This episode looks at how our political idolatry has caused us to remove a vital moral option from our repertoire - abstention in voting. We explore how abstention compares to the biblical call of justice in our lives, as well as looking at how abstention can actually shape the social and political landscape.
Is it wrong to tell a little white lie in order to save an oppressed minority you're harboring in order to avoid genocide? Such a claim seems unreasonable and unlovingly rigid. In this episode we look at the ramifications of accepting lying as a moral option.
We take all we've discussed in the previous eight episodes and begin to look at specific moral conundrums. We specifically begin with ectopic pregnancies, since for pro-life, conservative Christians, the morality of this issue is very settled and clear for most. That makes uncovering inconsistencies in the generally accepted morality here an easy entry point.
I continue to look at how consequentialism has affected my life by looking at how it shaped my view of forgiveness. I look at some issues consequentialists tend to have with forgiveness and how that compares to what the Bible says.
The next four episodes deal with how God has uncovered the problems of consequentialism in my own life. The first area I want to explore is how consequentialism undermined the grace I showed (or failed to show) others, and my own view of the grace I needed myself.
Special Edition: The recent release of Christianity Today's article addressing the moral incompatibility of major party candidate's with Christ's call is very fitting for our current discussion on consequentialism. Therefore, we take a short break from hypotheticals to inspect the Right's reaction to CT's article, as I unpack my sentiments and observations.

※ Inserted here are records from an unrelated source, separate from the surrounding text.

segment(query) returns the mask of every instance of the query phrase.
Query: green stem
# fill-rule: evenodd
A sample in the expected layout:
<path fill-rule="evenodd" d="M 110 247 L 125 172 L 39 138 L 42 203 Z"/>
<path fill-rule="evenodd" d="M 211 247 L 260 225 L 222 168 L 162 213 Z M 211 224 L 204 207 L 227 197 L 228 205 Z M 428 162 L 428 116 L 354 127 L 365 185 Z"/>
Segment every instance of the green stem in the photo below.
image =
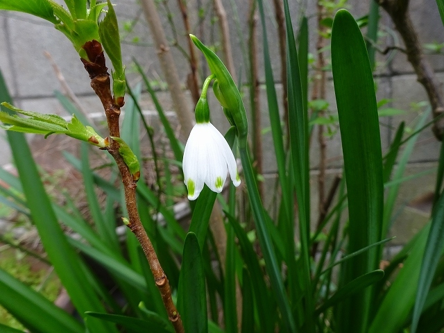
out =
<path fill-rule="evenodd" d="M 267 232 L 265 212 L 259 195 L 253 166 L 248 157 L 248 152 L 247 148 L 244 147 L 239 147 L 239 152 L 241 160 L 242 161 L 242 167 L 244 168 L 245 181 L 248 190 L 250 203 L 253 212 L 257 237 L 262 250 L 264 259 L 265 259 L 266 269 L 270 276 L 271 287 L 276 296 L 276 300 L 280 309 L 282 320 L 287 327 L 287 330 L 293 332 L 296 332 L 295 322 L 291 313 L 290 303 L 284 288 L 284 283 L 282 282 L 280 269 L 276 260 L 271 237 Z"/>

After looking at the BIble's positive ethic of faithfulness, as well as problems with the consequentialist ethic borne out in the Lesser of Two Evils ideology - we now turn to look at examples of consequentialist actions in the Bible. What sorts of problems did consequentialism get biblical characters into, and how does the BIble seem to view such actions?
Christians often invoke the lesser of two evils (LOTE) concept as a way of making decisions in difficult circumstance. I argue, however, that this ethic is in direct opposition to the Christian ethic revealed to us by God, as it calls us to enjoin ourselves to evil rather than maintain holy obedience and trust in God's power through our weakness. In this episode, I identify eight problems found in the LOTE ethic.
I discuss how God uncovered the ethic of consequentialism in my life, and how I've found that it continues to be uncovered in both myself and my community. In this episode I discuss how consequentialism is at the heart of many of our compromises and confusions in regard to ethics and morality.
This episode concludes our look at the case for Christian nonviolence. I recap the main points as well as some of the main rebuttals and counterrebuttals. This is a great episode to refresh your memory as to all we've talked about, or, if you're new, a great episode you can use to preview the podcast and erect a framework from which to listen.
We continue our discussion of how the nonviolent advocate responding to aggressors. Whereas the last episode evaluated the basis of the question and aimed to undercut some of the supposed moral underpinnings assumed in the question, in this episode we attempt to actually answer the question, "what would you do if...?"
Perhaps the biggest hang-up with those assessing the merits of nonviolence is the scenario of an intruder who comes to harm you, your spouse, or your children. Is the loving, moral thing to do seriously to restrain yourself from using violence? In the first part we'll look at the moral aspect of this question.